As many of you know, I recently spent a week at MSU\’s Kellogg Biological Station. No, I haven\’t betrayed my Maize and Blue, instead, I was there after being invited by Titus Brown to participate in the 5th installment of ANGUS workshop. I have to admit feeling a fair amount of imposter syndrome going in – after all, these guys and my co-instructors (e.g. Meg Staton, Aaron Darling) are the who\’s-who of bioinformatics, each with his or her own niche. Why would they want me????
Anyway, I have to say that it was an amazing experience, though it\’s not clear if I taught the students more than they taught me. Doing something like this – a super intensive workshop leading novice bioinformaticians through some pretty heavy material (sometimes early in the AM, after late night social events), was hard, and it tested my ability prep and present material, including tutorials without much lead time. I was literally writing materials up to the minute before I presented them. Next year (hopefully there will be a next year), I will have a much better idea about what the present, and at what speed and depth.
When I was not lecturing, I sat in the back of the classroom and did a lot of observing. Here are my thoughts.

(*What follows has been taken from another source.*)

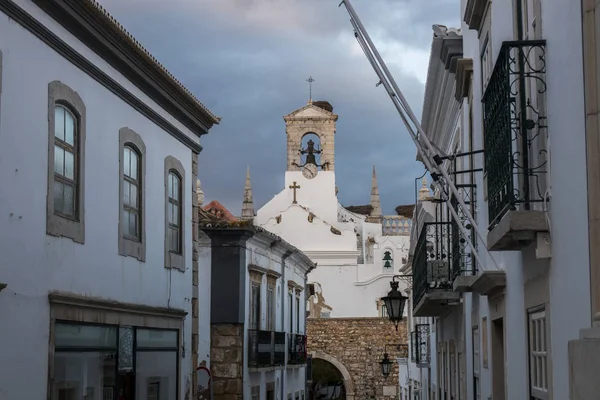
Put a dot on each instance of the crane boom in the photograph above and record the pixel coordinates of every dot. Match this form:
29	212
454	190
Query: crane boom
438	172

- The students were awesome. Clearly a lot of thought had gone into the picking of students to achieve a good mix of gender, ethnicity, experience, etc. Although the class was reportedly \’less wild\’ than those of other years, they clearly gelled. They learned an amazing amount, so whatever anybody says, the way the class is taught is powerful and effective.
- Group students by interest: An alternative model to teaching the course how we did (everybody receives same content) would be something like this. Week 1. Core concepts and tutorials presented. Week 2, continue core content in AM, PM focus groups. A group for RNAseq, genome assembly, metagenomics, etc.. These groups delve more deeply into the specific material.
- Students checked out. Sitting in the back allowed me to see what student were doing. It was clear that some material was pretty difficult for a lot of them (e.g. stats). I think this was a combo of the timing (taught 1st thing in the AM), and that it is simply a challenging topic. I\’m not sure if the answer is to really streamline the section (teach only the most critical points) as a solid understanding of this material is really important.. Maybe some of this coupled with teaching later in the day. This is a general problem, not limited to this class, obviously.
- UNIX skills required: I was taken by surprise the difficulty that students had in understanding the basics of UNIX, e.g. $PATH, relative vs. absolute path, IO, files and folders.. Seems like a more solid footing here, given earlier in the class would really benefit the students in the later parts.
- Get a minION. Sequence something as part of the class. (just kidding about this one, kinda). As this technology becomes more mainstream it might make for a nice complement to the existing structure.
- Instructor office hours: Some student were really proactive about coming to talk to me and others, but some were clearly shy. I wondered if the quiet students were totally lost, or bored, or whatever.. Finding a way to engage these students is needed. Maybe this was happening and I was just unaware.
- Lightning talks. Maybe this happened before I arrived, but I really wanted to know what students (and co-instructors) were working on.